I think much of the economic success of the 90's, that some people would like to credit Clinton for , was due to the contract with America. The problem is it was only partially enacted. I would like to see the democrats and the republicans have a contract with America. If they were truthful (both sides) then we would see clearly what each party stands for.

I think the democrats have to mask their intent, because if they are honest about their agenda they don't stand a chance in the next presidential election. Watch Hillary pretend to be a "centrist". Many liberals call themselves "centrists", but I contend that the moment you hear them speak it they are attempting to deceive.


----------



## goldhunter470 (Feb 25, 2005)

> I think much of the economic success of the 90's, that some people would like to credit Clinton for , was due to the contract with America.


Does this also mean the mild recession can be blamed on the Contract with America? No. Neither political party cares for the people who make this country great as much as they care about their own power. Maybe one day the citizens of this country will wake up and turn their back on both parties and vote them all out. Then maybe we can actually all work together to move us forward. I understand we all have different views on individual issues but the prevailing attitude in Washington seems to be divide and conquer, all while distracting us from their abuses of power.


----------



## Plainsman (Jul 30, 2003)

Goldhunter470

The contract with America looked great, got out the gate, then run out of steam. It was never given a chance to reach it's potential. With that said I mostly agree with your assessment of Washington and most of the politicians, liberal or conservative.


----------



## goldhunter470 (Feb 25, 2005)

> The contract with America looked great, got out the gate, then run out of steam. It was never given a chance to reach it's potential.
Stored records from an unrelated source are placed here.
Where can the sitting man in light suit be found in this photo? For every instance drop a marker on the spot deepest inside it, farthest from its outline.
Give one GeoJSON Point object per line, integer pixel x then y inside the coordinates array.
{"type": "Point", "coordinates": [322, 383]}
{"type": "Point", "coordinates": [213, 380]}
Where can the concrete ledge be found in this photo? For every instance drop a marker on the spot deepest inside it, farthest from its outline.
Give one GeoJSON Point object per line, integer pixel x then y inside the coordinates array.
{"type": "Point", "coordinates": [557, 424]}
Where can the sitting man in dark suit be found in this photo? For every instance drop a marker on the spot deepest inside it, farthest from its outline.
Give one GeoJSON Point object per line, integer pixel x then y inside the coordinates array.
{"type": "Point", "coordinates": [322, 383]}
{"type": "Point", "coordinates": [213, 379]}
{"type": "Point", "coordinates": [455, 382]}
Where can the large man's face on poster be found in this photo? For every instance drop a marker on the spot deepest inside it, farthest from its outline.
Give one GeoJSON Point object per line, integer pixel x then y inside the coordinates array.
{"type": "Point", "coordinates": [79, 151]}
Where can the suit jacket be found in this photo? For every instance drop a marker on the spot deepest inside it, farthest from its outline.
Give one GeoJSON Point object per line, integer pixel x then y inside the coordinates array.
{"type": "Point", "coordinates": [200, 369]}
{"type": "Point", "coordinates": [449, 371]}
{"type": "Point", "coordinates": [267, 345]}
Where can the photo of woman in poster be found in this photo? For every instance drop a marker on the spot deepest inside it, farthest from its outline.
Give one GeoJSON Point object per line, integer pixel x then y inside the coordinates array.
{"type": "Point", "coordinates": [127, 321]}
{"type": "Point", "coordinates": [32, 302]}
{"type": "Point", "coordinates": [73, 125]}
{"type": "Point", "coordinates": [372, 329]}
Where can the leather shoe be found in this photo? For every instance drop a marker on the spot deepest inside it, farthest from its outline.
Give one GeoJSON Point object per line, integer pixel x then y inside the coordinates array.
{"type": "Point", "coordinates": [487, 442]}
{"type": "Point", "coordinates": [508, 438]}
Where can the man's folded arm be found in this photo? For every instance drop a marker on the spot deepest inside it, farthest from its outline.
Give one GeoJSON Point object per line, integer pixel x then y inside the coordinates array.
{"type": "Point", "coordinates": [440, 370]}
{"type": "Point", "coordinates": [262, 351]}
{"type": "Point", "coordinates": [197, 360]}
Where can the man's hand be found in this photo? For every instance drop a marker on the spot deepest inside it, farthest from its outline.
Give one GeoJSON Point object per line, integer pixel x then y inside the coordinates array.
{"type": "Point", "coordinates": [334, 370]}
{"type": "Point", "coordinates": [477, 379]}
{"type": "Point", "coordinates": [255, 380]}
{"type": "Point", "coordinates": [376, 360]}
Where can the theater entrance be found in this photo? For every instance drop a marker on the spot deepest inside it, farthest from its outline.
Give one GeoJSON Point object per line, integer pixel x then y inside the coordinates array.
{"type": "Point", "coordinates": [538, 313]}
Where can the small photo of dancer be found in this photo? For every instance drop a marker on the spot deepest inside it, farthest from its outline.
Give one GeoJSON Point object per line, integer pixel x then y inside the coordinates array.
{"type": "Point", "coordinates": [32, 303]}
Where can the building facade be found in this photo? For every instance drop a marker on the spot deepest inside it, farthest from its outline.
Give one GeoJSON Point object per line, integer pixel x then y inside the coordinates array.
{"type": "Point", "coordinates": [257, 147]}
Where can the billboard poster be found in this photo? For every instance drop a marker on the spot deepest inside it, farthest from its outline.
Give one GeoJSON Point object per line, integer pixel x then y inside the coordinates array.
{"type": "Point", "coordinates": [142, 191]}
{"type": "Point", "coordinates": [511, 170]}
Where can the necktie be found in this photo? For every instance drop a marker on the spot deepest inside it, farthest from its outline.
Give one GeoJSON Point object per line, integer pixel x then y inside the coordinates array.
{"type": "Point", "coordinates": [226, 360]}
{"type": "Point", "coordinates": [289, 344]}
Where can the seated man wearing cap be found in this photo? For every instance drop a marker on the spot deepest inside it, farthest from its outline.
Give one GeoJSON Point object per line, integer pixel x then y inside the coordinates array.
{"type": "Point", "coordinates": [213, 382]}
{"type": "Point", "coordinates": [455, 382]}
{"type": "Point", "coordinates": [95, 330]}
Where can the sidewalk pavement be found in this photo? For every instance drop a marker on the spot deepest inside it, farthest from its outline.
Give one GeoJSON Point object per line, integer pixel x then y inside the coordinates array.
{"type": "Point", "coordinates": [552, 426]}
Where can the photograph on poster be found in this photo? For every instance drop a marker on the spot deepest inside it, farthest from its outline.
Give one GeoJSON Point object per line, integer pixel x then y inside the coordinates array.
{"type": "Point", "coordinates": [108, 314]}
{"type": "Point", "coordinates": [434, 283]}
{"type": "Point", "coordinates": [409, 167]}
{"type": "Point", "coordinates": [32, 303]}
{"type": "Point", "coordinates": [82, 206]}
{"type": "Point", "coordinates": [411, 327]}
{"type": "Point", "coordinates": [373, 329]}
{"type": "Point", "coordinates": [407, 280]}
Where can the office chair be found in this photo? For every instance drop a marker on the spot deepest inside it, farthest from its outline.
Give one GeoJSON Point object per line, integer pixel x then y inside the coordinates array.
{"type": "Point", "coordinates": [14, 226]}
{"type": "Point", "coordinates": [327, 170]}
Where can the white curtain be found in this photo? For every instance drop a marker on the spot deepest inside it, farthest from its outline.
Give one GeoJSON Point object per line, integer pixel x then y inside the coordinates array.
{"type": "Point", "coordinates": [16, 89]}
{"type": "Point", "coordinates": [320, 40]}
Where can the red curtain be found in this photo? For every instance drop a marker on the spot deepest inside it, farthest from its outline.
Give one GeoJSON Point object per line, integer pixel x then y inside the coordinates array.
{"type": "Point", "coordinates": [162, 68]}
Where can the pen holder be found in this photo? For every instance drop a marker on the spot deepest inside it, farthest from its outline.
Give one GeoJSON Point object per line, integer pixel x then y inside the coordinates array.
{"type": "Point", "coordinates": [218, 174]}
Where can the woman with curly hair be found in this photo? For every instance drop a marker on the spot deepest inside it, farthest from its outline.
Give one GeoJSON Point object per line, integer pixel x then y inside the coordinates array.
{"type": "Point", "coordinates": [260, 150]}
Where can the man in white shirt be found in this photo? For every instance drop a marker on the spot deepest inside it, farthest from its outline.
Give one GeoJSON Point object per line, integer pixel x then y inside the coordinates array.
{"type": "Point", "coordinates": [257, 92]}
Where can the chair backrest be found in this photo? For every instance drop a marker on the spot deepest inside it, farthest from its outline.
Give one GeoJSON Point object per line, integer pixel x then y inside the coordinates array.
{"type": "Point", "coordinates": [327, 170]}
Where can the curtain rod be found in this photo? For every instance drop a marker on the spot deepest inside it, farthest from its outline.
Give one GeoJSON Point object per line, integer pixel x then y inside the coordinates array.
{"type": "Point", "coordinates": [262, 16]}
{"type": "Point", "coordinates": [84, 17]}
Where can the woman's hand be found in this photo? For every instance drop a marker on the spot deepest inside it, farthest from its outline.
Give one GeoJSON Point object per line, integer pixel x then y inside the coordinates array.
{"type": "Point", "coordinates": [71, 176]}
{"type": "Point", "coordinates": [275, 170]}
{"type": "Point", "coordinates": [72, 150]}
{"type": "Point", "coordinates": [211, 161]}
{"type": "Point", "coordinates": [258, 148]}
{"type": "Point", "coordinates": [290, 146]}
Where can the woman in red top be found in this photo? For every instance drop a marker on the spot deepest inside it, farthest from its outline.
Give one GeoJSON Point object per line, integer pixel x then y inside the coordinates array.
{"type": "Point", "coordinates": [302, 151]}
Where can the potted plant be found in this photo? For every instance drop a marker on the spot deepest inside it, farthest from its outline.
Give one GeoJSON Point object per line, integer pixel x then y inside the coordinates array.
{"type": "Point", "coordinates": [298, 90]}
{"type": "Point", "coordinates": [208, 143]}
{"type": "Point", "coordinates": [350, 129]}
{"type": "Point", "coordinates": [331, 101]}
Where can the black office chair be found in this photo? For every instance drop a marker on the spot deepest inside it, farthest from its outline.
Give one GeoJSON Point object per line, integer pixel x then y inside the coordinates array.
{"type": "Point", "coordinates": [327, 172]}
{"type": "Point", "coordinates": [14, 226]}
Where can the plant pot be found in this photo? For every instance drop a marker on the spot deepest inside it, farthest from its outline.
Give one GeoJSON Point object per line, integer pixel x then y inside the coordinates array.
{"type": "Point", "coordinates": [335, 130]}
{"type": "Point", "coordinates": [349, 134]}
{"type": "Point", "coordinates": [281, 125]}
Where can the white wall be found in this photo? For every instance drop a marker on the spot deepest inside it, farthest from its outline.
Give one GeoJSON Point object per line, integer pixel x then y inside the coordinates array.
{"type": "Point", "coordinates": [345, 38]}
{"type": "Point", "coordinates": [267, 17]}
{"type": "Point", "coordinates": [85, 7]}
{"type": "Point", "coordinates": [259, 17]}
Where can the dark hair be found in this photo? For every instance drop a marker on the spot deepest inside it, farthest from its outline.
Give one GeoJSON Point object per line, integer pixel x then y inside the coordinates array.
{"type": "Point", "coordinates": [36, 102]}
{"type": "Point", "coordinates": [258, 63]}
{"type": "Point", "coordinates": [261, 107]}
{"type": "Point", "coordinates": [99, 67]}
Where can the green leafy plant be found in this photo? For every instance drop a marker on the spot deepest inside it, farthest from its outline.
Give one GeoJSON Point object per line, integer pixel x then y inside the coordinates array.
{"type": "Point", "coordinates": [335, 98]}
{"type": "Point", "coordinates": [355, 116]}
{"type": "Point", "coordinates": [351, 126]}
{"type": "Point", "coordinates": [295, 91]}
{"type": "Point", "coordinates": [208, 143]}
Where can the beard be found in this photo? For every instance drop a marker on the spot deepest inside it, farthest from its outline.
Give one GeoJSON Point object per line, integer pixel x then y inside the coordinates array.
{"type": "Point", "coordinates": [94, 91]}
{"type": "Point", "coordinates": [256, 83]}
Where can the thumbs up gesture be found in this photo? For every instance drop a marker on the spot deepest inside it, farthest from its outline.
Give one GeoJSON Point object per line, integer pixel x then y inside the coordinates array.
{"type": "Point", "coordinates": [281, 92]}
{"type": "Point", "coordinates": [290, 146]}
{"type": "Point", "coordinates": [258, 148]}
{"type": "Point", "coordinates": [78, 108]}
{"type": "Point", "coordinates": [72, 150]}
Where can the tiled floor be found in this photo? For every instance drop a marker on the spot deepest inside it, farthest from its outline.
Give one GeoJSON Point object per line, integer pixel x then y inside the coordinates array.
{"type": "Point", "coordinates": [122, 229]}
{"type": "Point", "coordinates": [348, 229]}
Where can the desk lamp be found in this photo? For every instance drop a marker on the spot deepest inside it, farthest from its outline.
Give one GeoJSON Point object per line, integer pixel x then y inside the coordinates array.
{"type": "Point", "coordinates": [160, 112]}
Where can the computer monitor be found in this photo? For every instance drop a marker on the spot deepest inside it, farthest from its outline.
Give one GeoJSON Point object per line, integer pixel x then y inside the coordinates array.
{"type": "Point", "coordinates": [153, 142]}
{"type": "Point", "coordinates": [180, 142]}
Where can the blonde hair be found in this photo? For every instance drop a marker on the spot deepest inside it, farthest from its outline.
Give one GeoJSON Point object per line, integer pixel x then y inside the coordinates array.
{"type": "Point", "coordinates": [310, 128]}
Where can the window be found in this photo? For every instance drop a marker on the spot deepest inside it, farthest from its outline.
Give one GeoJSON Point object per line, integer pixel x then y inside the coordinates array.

Just like every other possibly positive thing in Washington.


----------



## Plainsman (Jul 30, 2003)

It died a slow death, beaten on daily by the liberals, and their allies in the media. The radical liberals attacked, and when the moderate liberals seen the weeker moderate republicans folding they joined the feeding frenzy. It's not about what is good for America, it is about what is good for the party. Sounds like something coming out of Russia or Kalifornia, but nope, good old USA.


----------



## northdakotakid (May 12, 2004)

Another important thing to consider is the trade gap...we are currently running a trade gap of $60 billion a year.....this has a huge effect on our debt and the overnight lending rate. If Other nations were to stop lending us short-term loans on their current currency holdings of US dollars, the mortgage rates that we currently have would increase a full 1.5% points overnight.

The trade deficit has been widely swept under the rug as of late, but the question is.......... from this deficit can our country and its people afford to accumulate 6% more debt a year???


----------